Dass es sich bei THE RESISTANCE um die neue Band der ex-IN FLAMES-Gitarristen Jesper Strömblad und Glenn Ljungström sowie ex-THE HAUNTED/ex-FACE DOWN-Sänger Marco Aro handelt, die sich hier mit ex-GRAVE-Drummer Chris Barkensjö zusammengetan haben, sollte inzwischen bekannt sein. Auch, dass die die Debüt-EP „Rise From Treason” statt dem versprochenen Old School Schweden-Death Metal letztlich etwas altbackenen Hardcore mit runtergestimmten Gitarren zu bieten hatte, hat sich möglicherweise herumgesprochen. „Scars”, das Debütalbum des Quartetts, schlägt in die gleiche Kerbe. Was irgendwie zu erwarten war...

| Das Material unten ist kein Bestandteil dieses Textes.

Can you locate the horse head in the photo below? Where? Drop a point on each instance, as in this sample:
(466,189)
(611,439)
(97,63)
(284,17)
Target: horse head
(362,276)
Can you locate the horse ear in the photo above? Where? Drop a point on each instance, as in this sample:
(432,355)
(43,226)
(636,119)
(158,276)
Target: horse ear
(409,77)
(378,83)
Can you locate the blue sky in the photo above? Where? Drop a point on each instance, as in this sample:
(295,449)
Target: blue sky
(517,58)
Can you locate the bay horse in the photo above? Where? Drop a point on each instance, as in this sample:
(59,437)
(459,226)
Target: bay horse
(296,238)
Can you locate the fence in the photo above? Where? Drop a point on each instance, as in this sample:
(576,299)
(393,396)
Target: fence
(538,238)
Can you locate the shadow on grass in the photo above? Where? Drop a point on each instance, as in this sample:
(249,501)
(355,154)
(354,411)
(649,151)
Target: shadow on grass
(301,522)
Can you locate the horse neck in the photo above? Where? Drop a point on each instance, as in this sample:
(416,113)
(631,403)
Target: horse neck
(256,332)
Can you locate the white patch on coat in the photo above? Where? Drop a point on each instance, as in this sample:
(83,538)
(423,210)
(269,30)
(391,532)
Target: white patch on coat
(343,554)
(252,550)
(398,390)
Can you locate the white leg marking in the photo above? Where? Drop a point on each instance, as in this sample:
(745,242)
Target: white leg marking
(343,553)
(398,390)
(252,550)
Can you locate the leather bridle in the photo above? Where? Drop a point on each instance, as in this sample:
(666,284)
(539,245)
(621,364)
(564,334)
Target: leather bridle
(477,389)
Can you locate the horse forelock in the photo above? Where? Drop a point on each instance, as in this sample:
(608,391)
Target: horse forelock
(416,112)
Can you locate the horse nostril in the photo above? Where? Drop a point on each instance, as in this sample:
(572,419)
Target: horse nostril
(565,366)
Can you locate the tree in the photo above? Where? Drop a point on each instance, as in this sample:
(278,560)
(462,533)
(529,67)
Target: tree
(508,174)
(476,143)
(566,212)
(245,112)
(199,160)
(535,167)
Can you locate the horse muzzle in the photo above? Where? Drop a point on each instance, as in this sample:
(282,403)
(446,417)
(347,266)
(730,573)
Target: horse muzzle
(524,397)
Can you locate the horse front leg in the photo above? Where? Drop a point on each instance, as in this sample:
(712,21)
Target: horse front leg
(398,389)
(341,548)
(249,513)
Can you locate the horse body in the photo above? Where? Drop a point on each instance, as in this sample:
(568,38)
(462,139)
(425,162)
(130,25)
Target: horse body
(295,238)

Der Auftakt mit „Clearing The Slate” könnte allerdings nicht gelungener sein: Fette Blastbeats, sägende Riffs mit geilem Schweden-Sound und das prollige Schreigrunzen von Marco Aro. Zwei Minuten und 19 Sekunden pures Steilgehen. Geil! Danach geht es leider fast stetig bergab. Jesper Strömblad kann noch so sehr beteuern, dass THE RESISTANCE einfach nur altmodischen Death Metal zocken, aber „Scars” ist und bleibt ein Hardcore-Album, wenn auch mit deathigen Einflüssen versehen. Ein Song wie „The Serpent King” mag entfernt an ENTOMBED erinnern, aber Gangshouts wie in „I Bend – You Break” sind einfach nicht besonders Death Metal. Im Abschlusstrack „[I Will] Die Alone” blitzen noch ein paar typische Schweden-Melodien auf, aber auch nur sehr schüchtern. Ob nun Hardcore oder Death Metal ist ja auch völlig egal, so lange die Songs stimmen, aber auch hier können THE RESISTANCE nur bedingt überzeugen. „Scars” ist ein solides Album, aber so richtig mitreißend ist tatsächlich nur „Clearing The Slate”. Der Rest ist ok gemacht, aber letztlich einfach zu stumpf, um wirklich zu begeistern. Gerade, wenn man bedenkt, dass hier wirklich ausschließlich Profis am Werk sind. Live könnte das Ganze allerdings wunderbar funktionieren.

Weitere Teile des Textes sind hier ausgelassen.